The State of OpenSSL for pyca/cryptography

The State of OpenSSL for pyca/cryptography 

Published: January 14, 2026

For the past 12 years, we (Paul Kehrer and Alex Gaynor) have maintained the Python cryptography library (also known as pyca/cryptography or cryptography.io). For that entire period, we’ve relied on OpenSSL to provide core cryptographic algorithms. This past October, we gave a talk at the OpenSSL Conference describing our experiences. This talk focuses on the growing problems we have with OpenSSL’s direction. The mistakes we see in OpenSSL’s development have become so significant that we believe substantial changes are required — either to OpenSSL, or to our reliance on it.

Fundamentally, OpenSSL’s trajectory can be understood as a play in three acts:

In the pre-Heartbleed era (pre-2014), OpenSSL was under-maintained and languishing, substantially lagging behind expectations.

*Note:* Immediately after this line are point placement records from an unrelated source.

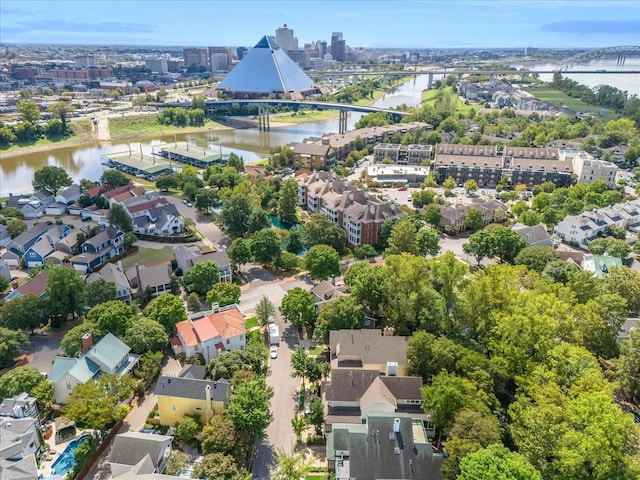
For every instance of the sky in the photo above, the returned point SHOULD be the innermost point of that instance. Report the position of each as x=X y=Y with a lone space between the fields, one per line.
x=364 y=23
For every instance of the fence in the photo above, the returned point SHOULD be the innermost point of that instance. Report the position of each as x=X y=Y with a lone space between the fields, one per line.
x=96 y=455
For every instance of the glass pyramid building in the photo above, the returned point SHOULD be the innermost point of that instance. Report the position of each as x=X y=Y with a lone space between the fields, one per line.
x=265 y=71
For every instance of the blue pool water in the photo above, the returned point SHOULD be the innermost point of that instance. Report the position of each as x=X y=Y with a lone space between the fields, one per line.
x=65 y=461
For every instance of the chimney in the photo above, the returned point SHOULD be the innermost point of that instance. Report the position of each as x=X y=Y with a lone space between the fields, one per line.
x=138 y=276
x=87 y=341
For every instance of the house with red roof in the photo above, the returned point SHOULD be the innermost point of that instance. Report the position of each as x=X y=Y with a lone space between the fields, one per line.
x=211 y=333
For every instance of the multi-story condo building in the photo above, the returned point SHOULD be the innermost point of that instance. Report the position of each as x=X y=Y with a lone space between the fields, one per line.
x=351 y=208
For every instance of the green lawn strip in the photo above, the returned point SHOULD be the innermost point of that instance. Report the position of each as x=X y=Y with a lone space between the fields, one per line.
x=559 y=98
x=148 y=257
x=147 y=125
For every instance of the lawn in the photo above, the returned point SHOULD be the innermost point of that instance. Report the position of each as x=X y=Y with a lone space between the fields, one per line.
x=147 y=126
x=148 y=257
x=430 y=97
x=559 y=99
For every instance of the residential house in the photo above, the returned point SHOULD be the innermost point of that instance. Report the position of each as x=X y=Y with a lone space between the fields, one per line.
x=600 y=265
x=535 y=236
x=312 y=156
x=12 y=259
x=369 y=349
x=383 y=446
x=186 y=257
x=211 y=333
x=69 y=195
x=325 y=292
x=156 y=278
x=130 y=448
x=162 y=220
x=37 y=254
x=22 y=242
x=5 y=270
x=4 y=236
x=113 y=274
x=36 y=286
x=20 y=406
x=98 y=249
x=179 y=396
x=19 y=438
x=109 y=355
x=581 y=229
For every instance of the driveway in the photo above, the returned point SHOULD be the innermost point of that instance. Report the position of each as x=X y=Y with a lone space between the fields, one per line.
x=44 y=349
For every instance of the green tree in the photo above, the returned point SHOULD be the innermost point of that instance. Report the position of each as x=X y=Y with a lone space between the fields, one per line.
x=536 y=258
x=235 y=215
x=113 y=316
x=119 y=218
x=146 y=335
x=20 y=379
x=497 y=463
x=100 y=291
x=94 y=403
x=319 y=230
x=265 y=310
x=480 y=245
x=219 y=436
x=288 y=201
x=29 y=110
x=322 y=261
x=345 y=312
x=298 y=307
x=290 y=466
x=239 y=252
x=187 y=428
x=165 y=182
x=224 y=293
x=72 y=342
x=51 y=178
x=428 y=242
x=249 y=408
x=294 y=242
x=24 y=313
x=115 y=178
x=473 y=219
x=65 y=289
x=202 y=277
x=265 y=246
x=507 y=243
x=216 y=466
x=167 y=310
x=15 y=227
x=402 y=238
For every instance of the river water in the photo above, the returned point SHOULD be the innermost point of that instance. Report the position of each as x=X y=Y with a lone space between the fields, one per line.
x=84 y=161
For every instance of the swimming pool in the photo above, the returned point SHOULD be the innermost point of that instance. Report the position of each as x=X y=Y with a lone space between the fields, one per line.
x=65 y=461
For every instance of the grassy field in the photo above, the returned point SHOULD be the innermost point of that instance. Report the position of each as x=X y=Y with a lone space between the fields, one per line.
x=81 y=134
x=147 y=126
x=148 y=257
x=430 y=97
x=559 y=99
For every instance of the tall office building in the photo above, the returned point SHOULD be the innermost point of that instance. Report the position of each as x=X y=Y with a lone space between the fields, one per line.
x=337 y=47
x=219 y=59
x=285 y=39
x=195 y=56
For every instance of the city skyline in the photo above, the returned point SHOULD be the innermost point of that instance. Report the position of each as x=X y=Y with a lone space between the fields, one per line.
x=421 y=24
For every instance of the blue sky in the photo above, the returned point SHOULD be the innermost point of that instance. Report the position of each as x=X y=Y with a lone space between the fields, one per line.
x=364 y=23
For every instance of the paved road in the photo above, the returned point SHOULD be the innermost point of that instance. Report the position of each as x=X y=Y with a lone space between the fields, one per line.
x=44 y=349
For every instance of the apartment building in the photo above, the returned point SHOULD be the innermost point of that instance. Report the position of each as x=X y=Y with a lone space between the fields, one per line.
x=353 y=209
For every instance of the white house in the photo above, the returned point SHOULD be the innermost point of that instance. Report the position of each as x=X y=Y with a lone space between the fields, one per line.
x=211 y=333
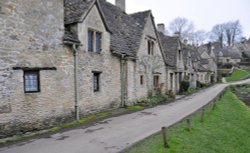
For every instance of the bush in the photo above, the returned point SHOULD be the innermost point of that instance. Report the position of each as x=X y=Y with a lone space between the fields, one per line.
x=184 y=86
x=201 y=85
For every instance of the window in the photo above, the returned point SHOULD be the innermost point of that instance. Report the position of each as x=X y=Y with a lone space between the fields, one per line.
x=31 y=81
x=94 y=41
x=98 y=42
x=156 y=81
x=90 y=41
x=150 y=47
x=141 y=80
x=96 y=81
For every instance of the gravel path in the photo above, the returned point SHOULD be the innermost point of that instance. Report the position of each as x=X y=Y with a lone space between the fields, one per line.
x=115 y=134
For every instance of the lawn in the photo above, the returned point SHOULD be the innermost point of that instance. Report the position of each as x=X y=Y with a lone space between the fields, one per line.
x=224 y=130
x=238 y=74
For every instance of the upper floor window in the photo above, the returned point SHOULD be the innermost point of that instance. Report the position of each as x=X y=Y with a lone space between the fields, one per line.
x=94 y=41
x=141 y=79
x=31 y=81
x=150 y=47
x=96 y=81
x=156 y=81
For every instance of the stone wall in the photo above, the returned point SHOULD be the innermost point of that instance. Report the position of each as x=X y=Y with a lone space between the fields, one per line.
x=31 y=36
x=146 y=66
x=107 y=64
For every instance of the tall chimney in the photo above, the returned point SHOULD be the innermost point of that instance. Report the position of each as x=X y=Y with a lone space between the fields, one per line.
x=161 y=27
x=121 y=4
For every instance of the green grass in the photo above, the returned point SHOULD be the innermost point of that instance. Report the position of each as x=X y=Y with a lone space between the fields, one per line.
x=85 y=120
x=238 y=74
x=224 y=130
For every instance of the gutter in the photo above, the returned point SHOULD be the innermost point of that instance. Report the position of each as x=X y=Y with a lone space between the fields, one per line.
x=123 y=80
x=75 y=54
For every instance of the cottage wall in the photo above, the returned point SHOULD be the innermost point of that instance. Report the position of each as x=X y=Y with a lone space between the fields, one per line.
x=31 y=36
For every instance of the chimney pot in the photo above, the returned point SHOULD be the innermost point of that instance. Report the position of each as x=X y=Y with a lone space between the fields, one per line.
x=161 y=27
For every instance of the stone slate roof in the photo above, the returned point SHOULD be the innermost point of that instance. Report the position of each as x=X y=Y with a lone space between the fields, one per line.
x=141 y=17
x=70 y=37
x=126 y=30
x=170 y=47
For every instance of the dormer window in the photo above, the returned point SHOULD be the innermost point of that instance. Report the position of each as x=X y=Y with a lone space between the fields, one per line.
x=94 y=41
x=150 y=47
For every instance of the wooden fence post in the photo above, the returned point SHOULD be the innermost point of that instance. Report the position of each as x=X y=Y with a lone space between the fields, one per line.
x=165 y=140
x=214 y=105
x=202 y=114
x=189 y=124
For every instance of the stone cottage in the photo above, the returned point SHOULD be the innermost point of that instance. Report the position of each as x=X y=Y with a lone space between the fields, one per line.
x=36 y=72
x=173 y=56
x=62 y=59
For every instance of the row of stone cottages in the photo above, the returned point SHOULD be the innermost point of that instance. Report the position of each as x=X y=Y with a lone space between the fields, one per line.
x=61 y=58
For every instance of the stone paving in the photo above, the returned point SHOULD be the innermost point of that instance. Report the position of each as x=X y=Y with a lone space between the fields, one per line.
x=115 y=134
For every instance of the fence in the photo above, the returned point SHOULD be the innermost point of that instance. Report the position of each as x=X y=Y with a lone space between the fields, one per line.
x=210 y=105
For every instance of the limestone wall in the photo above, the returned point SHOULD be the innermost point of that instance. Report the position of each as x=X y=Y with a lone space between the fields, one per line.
x=107 y=64
x=146 y=66
x=31 y=35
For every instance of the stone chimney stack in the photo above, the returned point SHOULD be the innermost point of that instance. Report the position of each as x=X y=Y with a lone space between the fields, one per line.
x=121 y=4
x=161 y=27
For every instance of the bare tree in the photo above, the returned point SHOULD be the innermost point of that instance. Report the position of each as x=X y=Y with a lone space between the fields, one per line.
x=198 y=37
x=233 y=32
x=182 y=26
x=217 y=33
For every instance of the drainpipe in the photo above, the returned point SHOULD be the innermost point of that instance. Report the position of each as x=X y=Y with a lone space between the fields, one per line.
x=123 y=80
x=75 y=53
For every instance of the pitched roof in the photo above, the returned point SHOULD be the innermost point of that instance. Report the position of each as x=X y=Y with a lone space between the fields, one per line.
x=70 y=37
x=126 y=30
x=75 y=9
x=170 y=47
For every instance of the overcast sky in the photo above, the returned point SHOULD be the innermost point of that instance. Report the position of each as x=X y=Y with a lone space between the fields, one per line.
x=204 y=13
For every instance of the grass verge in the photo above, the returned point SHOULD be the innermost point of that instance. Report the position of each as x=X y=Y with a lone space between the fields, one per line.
x=84 y=121
x=238 y=74
x=224 y=130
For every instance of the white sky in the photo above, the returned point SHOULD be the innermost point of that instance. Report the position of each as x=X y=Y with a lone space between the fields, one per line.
x=204 y=13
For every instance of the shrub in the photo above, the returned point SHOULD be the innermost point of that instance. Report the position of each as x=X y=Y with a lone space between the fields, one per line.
x=201 y=85
x=152 y=100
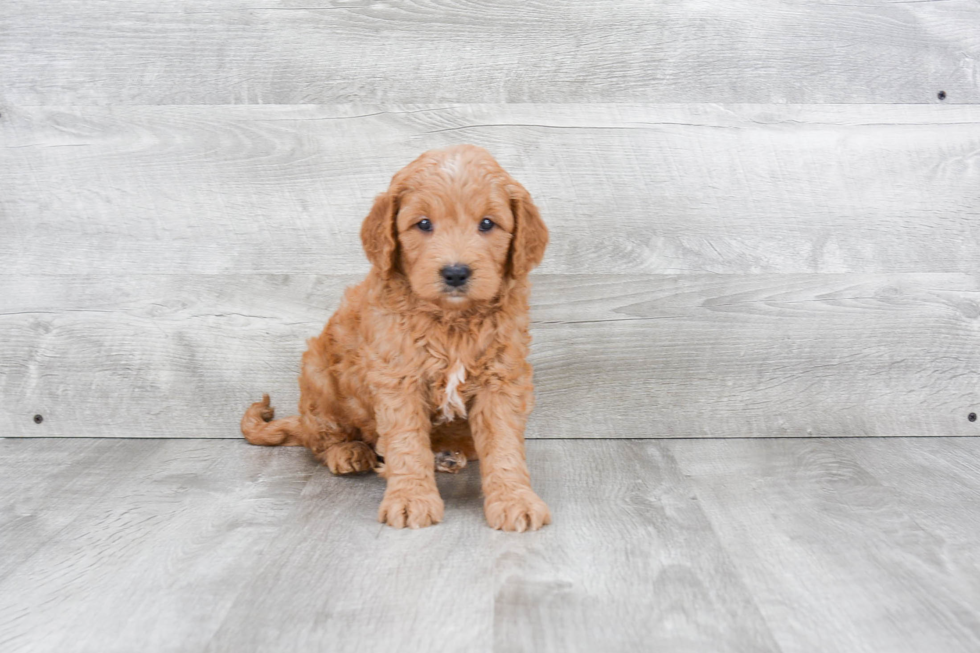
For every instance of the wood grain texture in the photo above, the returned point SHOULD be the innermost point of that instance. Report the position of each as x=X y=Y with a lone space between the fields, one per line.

In the immediate post-Heartbleed era, OpenSSL’s maintenance was reinvigorated and it made substantial progress and improvements. It grew a real code review process, began running tests in CI, adopted fuzz testing, and matured its release process.

Finally, in 2021 OpenSSL 3 was released. OpenSSL 3 introduced new APIs and had large internal refactors. Relative to previous OpenSSL versions, OpenSSL 3 had significant regressions in performance, complexity, API ergonomics, and didn’t make needed improvements in areas like testing, verification, and memory safety. Over the same period, OpenSSL’s forks have all made progress in these areas. Many of our concerns about OpenSSL’s direction in this time have substantial overlap with those highlighted by HAProxy.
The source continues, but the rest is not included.